12年前 ④
十二年前
楠家の庭は、幼い僕たちにとっては果てしなく広大なジャングルだった。僕は、落ちていた適当な太さの木の枝を『聖剣』に見立てて握りしめた。対する舞は、お母さんに借りたストールをマントのように羽織り、頭には雑草と花でまたもやお母さんに作ってもらった『ティアラ』を載せている。
「騎士さま! あそこ! あそこに怪獣がいるわ!」
「……うん。でも、舞、あれはやっぱり……」
庭の隅、縁側の下に、一匹の大きな黒猫が丸まっていた。近所で「ボス」と呼ばれている野良猫だ。彼は僕たちの騒ぎなどどこ吹く風で、悠然と寝転がっている。

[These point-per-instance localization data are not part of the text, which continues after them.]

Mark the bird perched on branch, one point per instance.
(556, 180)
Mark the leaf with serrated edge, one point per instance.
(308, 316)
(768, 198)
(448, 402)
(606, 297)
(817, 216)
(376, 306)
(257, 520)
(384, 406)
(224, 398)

「だめだよ! 怪獣だもん! 火を吐く前に、やっつけなきゃ!」
「わかった。じゃあ、僕が前に行くから、舞は後ろにいて」
僕は勇気を振り絞り、木の枝を構えてジリジリと間を詰めた。舞は僕のシャツの裾をギュッと掴み、ひょっこりと顔を出している。
「えいっ!」
僕が空を斬るように枝を振ると、ボス猫は「ふぁあ……」と大きなあくびをして、面倒くさそうに一度だけ僕たちを一瞥し、そのまま高い塀の上へと飛び上がって去っていった。
「やったー! 騎士さまが怪獣を追い払ったよ!」
「……勝った、のかな」
手応えは皆無だったが、舞が僕の腕に抱きついてぴょんぴょんと跳ねるのを見て、僕はなんだか本当に立派な仕事を成し遂げたような気分になった。夜の風が、遊び疲れた僕たちの頬を撫でていく。
「ふふ、二人とも、大冒険だったわね。もうお風呂に入って寝る準備しましょうか」
舞のお母さんの優しい声に促され、僕たちは泥だらけになった手を洗った。その夜、特別に隣同士で並べてもらった布団。シーツからはお日様の匂いがした。
「ねえ、弦君。明日は、もっと強そうな怪獣を倒しに行こうね……」
「……うん。でも、明日はお茶のお稽古がしたい」
「ええー……それは、つまんないよぉ……」
舞の声が、次第に小さくなっていく。小さな寝息が二つ、静かな夜の部屋に重なる。 暗闇の中でも、繋いだ手の熱さだけははっきりと分かった。僕たちは、明日が来るのが楽しみで仕方がないという顔をして、深い眠りに落ちていった。